Level of Access Assigned by Author

Campus-Only Thesis

Degree Name

Master of Science (MS)

Department

Chemical Engineering

Advisor

Joseph Genco

Second Committee Member

Douglas Bousfield

Third Committee Member

Hemant Pendse

Abstract

Yield stress provides a good indication of the network strength of pulp suspension and is important in the design and operation of paper machines. Yield stress is defined as the shear stress required for flow to take place within a particle suspension and is measured by a variety of techniques. Consequently, literature data are often not in agreement.

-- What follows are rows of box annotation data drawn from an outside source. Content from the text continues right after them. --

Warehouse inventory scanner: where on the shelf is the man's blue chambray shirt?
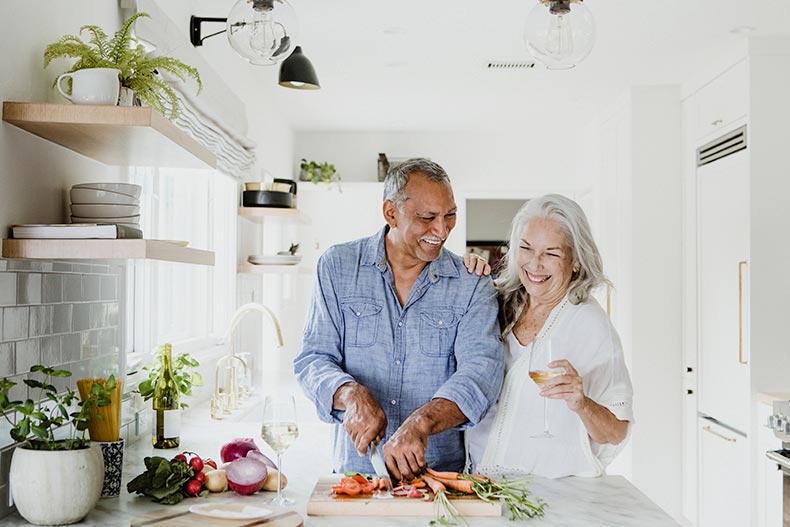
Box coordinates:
[294,226,504,473]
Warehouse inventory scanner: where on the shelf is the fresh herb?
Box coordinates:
[126,456,208,505]
[429,490,468,525]
[458,474,546,520]
[0,364,115,450]
[130,348,203,408]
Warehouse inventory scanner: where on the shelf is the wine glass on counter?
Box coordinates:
[529,339,565,438]
[261,395,299,506]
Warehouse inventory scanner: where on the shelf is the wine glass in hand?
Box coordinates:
[529,340,565,438]
[261,395,299,506]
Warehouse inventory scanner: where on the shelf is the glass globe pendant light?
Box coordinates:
[226,0,299,66]
[524,0,595,70]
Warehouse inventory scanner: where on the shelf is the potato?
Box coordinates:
[205,469,229,492]
[263,469,288,492]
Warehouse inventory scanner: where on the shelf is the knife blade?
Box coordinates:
[369,442,392,498]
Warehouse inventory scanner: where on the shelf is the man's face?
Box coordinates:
[384,173,457,262]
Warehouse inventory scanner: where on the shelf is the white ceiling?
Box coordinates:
[191,0,790,131]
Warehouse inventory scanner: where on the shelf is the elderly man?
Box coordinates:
[294,159,504,481]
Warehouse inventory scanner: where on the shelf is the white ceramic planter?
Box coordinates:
[9,445,104,525]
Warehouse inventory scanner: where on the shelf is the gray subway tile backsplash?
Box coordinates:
[16,273,41,306]
[41,274,63,304]
[29,306,53,338]
[63,274,82,302]
[0,342,16,378]
[14,339,41,373]
[0,259,126,524]
[3,307,30,340]
[0,273,17,306]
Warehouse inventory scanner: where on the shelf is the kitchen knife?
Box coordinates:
[370,442,393,498]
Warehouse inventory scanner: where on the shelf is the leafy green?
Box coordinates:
[130,348,203,408]
[44,13,203,119]
[458,474,546,520]
[126,456,195,505]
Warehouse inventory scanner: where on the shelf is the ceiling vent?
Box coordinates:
[697,125,746,167]
[486,60,535,70]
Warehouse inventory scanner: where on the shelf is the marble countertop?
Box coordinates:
[2,412,678,527]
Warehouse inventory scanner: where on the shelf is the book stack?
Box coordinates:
[11,223,143,240]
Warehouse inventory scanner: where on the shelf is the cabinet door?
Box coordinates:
[699,418,750,527]
[695,59,749,138]
[697,150,749,432]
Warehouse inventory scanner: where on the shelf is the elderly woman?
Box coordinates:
[467,194,633,478]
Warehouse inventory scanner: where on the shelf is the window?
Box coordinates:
[127,167,237,355]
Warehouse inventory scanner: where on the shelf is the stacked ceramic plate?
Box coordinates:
[70,183,143,227]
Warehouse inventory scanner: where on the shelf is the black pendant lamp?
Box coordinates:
[280,46,321,90]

The objective of the thesis was to thoroughly characterize a broad range of pulps using standardized techniques in an effort to elucidate the fundamental fiber properties that contribute to network strength.

To meet the objective of this study, yield stress was determined for twenty-five industrially important pulps of varying furnish type and origin. Each pulp was fully characterized by measuring its average fiber length, its width, aspect ratio, coarseness or mass per unit length, and the number of kinks and level of curl in the fibers. Industrially important pulp properties were also measured and included water retention value, pulp freeness, and fine particle and ash content in the samples. The effects of process conditions such as pulp mixing and refining were also explored in controlled trials. Lastly, a generalized correlation was developed that relates yield stress to key fiber physical properties.

Fiber length was found to be the most important fiber physical property contributing to network strength, and was likely due to the fact that longer fibers form an increased number of inter-fiber contacts in the suspension. Of the fiber lengths measured, the weight-weighted fiber length was found to correlate most strongly with the increase in yield stress, which suggests that the longer fibers in suspension are contributing most heavily to the overall strength of the fiber network. The fine particles in suspension were shown to provide a negligible contribution to the overall strength of the fiber network, as they are too small to contribute significantly to the necessary inter-fiber contacts. An increase in fines content therefore results in a considerable reduction in network strength at a given mass consistency.

The yield stress of hardwood and softwood Kraft furnishes mixed in various proportions was shown to display an ideal mixing relationship, in which the resulting yield stress was simply the weighted average yield stress of the two pulps mixed together. The mixtures of thermomechanical pulp and softwood Kraft did not exhibit ideal mixing. Rather the resulting yield stress was more strongly influenced by the addition of softwood Kraft. High intensity refining was found to result in a decrease in yield stress when compared to low intensity refining. This observation was attributed to fiber shortening and loss of fiber stiffness during the high intensity refining.